So look, "The Intentional Stance" is for me one of the most important books I've ever read in this general area, and I totally buy all the stuff Dennett and others have built up around the idea that what we are conscious of is an edited, self-created, intention-injected model of our own selves (to whatever extent there is a unitary self to be a model of).

But I don't think that any of that addresses "how can we be conscious of anything at all".

In the quote I included above, who is the "you" that is telling and who is the "yourself" that is being told? But more importantly, what does "being told" mean? How does one have an experience (whether it is being told, or being cold, or being old)? It's not enough to say "we're not conscious, we just think we are" - the conundrum of consciousness is not about how humans think, but the fact that we have subjective experience (which may includes lies told to ourselves by ourselves).

1 comments

> In the quote I included above, who is the "you" that is telling and who is the "yourself" that is being told?

This is still begging the question by the use of "who". There is no "who", there is no self, there are only thoughts that refer to a "self", but the referrant does not actually exist in the way that's implied by these thoughts; there's no spirit or homunculus in your mind to which "self" actually refers.

> the conundrum of consciousness is not about how humans think, but the fact that we have subjective experience (which may includes lies told to ourselves by ourselves).

I think the paper I linked is a good start on answering this question. Per my other reply to you, whether this kind of answer is satisfactory depends on what you take "subjective experience" to mean.
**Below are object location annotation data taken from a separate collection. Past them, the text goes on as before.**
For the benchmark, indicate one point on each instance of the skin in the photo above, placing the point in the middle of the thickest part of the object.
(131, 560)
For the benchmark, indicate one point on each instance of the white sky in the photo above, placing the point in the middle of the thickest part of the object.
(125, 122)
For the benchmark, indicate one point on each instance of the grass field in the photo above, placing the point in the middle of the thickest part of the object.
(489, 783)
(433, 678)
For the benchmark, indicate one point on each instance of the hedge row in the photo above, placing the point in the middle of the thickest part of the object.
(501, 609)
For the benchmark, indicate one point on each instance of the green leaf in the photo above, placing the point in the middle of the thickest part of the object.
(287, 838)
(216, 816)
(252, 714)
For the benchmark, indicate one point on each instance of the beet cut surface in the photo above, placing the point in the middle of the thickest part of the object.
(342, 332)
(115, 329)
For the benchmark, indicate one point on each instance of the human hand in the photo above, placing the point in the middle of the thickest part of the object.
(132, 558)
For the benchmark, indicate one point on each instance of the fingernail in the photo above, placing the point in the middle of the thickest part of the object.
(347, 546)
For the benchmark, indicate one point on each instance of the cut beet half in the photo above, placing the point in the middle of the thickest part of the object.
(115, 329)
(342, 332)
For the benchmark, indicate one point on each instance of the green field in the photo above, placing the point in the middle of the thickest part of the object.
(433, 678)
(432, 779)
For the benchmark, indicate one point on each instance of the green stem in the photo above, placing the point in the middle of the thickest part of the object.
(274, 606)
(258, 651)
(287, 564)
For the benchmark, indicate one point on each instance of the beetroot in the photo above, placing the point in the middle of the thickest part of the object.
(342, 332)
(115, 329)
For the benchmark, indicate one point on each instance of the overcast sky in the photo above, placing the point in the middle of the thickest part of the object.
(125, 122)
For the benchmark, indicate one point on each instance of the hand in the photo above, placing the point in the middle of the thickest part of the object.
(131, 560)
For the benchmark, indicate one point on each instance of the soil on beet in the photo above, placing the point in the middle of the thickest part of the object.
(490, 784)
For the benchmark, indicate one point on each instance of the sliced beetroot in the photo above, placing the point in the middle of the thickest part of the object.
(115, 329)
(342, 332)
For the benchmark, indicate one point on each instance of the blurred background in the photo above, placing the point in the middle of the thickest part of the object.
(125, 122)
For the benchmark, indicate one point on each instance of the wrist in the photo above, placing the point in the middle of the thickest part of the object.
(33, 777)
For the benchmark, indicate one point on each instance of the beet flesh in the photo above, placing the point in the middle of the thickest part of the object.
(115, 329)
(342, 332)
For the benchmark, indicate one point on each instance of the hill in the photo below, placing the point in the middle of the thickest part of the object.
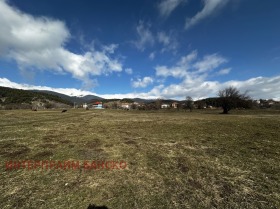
(23, 99)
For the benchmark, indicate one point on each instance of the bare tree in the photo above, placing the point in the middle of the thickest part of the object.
(189, 103)
(232, 98)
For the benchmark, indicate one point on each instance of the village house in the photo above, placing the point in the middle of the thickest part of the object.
(85, 106)
(97, 105)
(125, 105)
(164, 106)
(174, 105)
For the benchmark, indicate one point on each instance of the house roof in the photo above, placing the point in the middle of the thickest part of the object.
(97, 103)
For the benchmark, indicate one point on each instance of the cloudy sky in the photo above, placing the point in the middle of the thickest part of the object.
(143, 48)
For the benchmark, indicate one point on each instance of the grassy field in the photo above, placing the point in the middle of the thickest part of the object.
(174, 159)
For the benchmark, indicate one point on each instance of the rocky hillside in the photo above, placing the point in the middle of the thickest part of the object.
(23, 99)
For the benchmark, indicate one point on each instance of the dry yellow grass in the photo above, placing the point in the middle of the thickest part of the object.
(174, 159)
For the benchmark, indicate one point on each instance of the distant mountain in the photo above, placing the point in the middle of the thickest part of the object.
(17, 99)
(72, 99)
(139, 100)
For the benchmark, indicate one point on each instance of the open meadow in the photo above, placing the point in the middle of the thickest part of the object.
(201, 159)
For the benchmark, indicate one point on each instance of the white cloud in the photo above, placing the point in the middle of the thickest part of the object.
(209, 62)
(190, 66)
(128, 71)
(224, 71)
(166, 7)
(168, 41)
(152, 55)
(142, 83)
(163, 38)
(67, 91)
(39, 43)
(259, 87)
(210, 7)
(145, 36)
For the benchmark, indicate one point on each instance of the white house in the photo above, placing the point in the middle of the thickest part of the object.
(164, 106)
If you buy the thought experiments (p-zombies, Mary's room) that suggest some sort of "ineffability", then this explanation will not be satisfactory. Personally, none of those thought experiments are remotely convincing.

From the paper you linked, in the Conclusions:

> We argue that the attention schema theory provides a possible answer to the puzzle of subjective experience. The core claim of the theory is that the brain computes a simplified model of the process and current state of attention, and that the content of this model is the basis of subjective reports.

Sure, that's all fine. Subjective reports are interesting. But they are not the same as subjective experience. What we say about what we experience is no doubt complex, and has a complex relationship with actual brain behavior. But consciousness, at its heart, is not about what we report, it's about the experience of being something.